– А их правда забрали по заявлению Селиверстова? – изумился я.

– Ну а кого же?! – ни секунды не колеблясь, заверил Мальчик-Нос.

– Но зачем детей-то?

– Как зачем? Чтобы мы все боялись. Она свидетель в нескольких делах по незаконным увольнениям, – объяснял Жильцов как-то пугающе буднично. – У меня вот тоже двое детей. Думаете, я не боюсь?

Он быстро глянул на меня и продолжал:

– Вы – парень, я вижу, из хорошей семьи, вам этого не понять.

– Чего мне не понять? – спросил я с вызовом. Я начал подозревать, что он специально привел меня сюда, чтобы унизить.

Жильцов посмотрел на меня чуть дольше, как будто прицениваясь, и проговорил спокойно и тихо, как человек, давно и хорошо обдумавший свои слова:

– Не понять, что такое настоящая злоба и бессилие.
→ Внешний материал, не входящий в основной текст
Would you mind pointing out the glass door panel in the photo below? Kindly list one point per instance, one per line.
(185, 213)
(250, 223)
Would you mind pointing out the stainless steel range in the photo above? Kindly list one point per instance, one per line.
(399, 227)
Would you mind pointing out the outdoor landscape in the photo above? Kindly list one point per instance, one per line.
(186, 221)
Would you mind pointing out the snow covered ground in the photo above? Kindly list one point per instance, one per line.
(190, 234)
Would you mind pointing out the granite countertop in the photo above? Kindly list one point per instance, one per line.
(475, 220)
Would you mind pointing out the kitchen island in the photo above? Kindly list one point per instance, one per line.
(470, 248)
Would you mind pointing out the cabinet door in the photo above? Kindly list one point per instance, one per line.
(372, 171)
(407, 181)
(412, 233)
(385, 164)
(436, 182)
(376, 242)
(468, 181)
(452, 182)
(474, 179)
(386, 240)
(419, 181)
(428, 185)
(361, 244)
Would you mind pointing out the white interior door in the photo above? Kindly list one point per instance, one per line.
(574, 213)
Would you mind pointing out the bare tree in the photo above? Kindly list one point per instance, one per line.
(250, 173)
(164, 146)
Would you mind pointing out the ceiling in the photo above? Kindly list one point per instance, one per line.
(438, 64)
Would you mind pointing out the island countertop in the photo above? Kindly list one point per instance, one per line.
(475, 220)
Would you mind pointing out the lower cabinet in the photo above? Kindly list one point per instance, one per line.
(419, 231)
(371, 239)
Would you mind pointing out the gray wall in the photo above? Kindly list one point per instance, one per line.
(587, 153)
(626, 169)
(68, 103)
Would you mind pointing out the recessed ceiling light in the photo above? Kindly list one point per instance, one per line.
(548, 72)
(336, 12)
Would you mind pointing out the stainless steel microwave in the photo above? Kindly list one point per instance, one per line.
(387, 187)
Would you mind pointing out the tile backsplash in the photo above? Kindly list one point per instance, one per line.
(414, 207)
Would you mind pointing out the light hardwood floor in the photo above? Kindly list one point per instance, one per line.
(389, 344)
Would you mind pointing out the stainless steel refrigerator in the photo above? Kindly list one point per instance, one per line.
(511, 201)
Здесь на заводе работают семь тысяч человек. Из них тысяча – это высший персонал, те, кто зарабатывает себе и своим семьям на старость, на медицину, на отпуска, на вкусную еду и красивую одежду. Эта тысяча сидит в отремонтированных кабинетах, пишет резолюции и пьет кофе в комнатах отдыха с раскладными диванами. Певцов себе на корпоративы выписывает, жрет от пуза за наши кровные рабочие денежки… А остальные шесть тысяч работают в раздолбанных цехах, на опасном оборудовании, дышат взвесью, потому что на неделю здоровья для тысячи на теплоходе по Волге деньги есть, а на новую систему вентиляции не остается. Простые рабочие болеют, мрут, и так по кругу – они, их дети, их внуки. У этих шести тысяч нет никакого шанса выползти из-под потолка бедности. Наоборот, потолок все ниже, ниже. Давит. Отсюда злоба, зависть, страх, бессилье. У рабочих нет надежды, понимаете? Нет возможности когда-нибудь выбраться. Я не против богатых. Я не коммунист. Не социалист. Я считаю, что если в стране есть возможность богатеть для бедных, тогда и богатые живут лучше. Понимаете? Богатство богатых тогда воспринимается как что-то достойное, что-то уважаемое. Но наша администрация этого не понимает, они только хапают. Бегают, оглядываются, всего боятся, но продолжают хапать…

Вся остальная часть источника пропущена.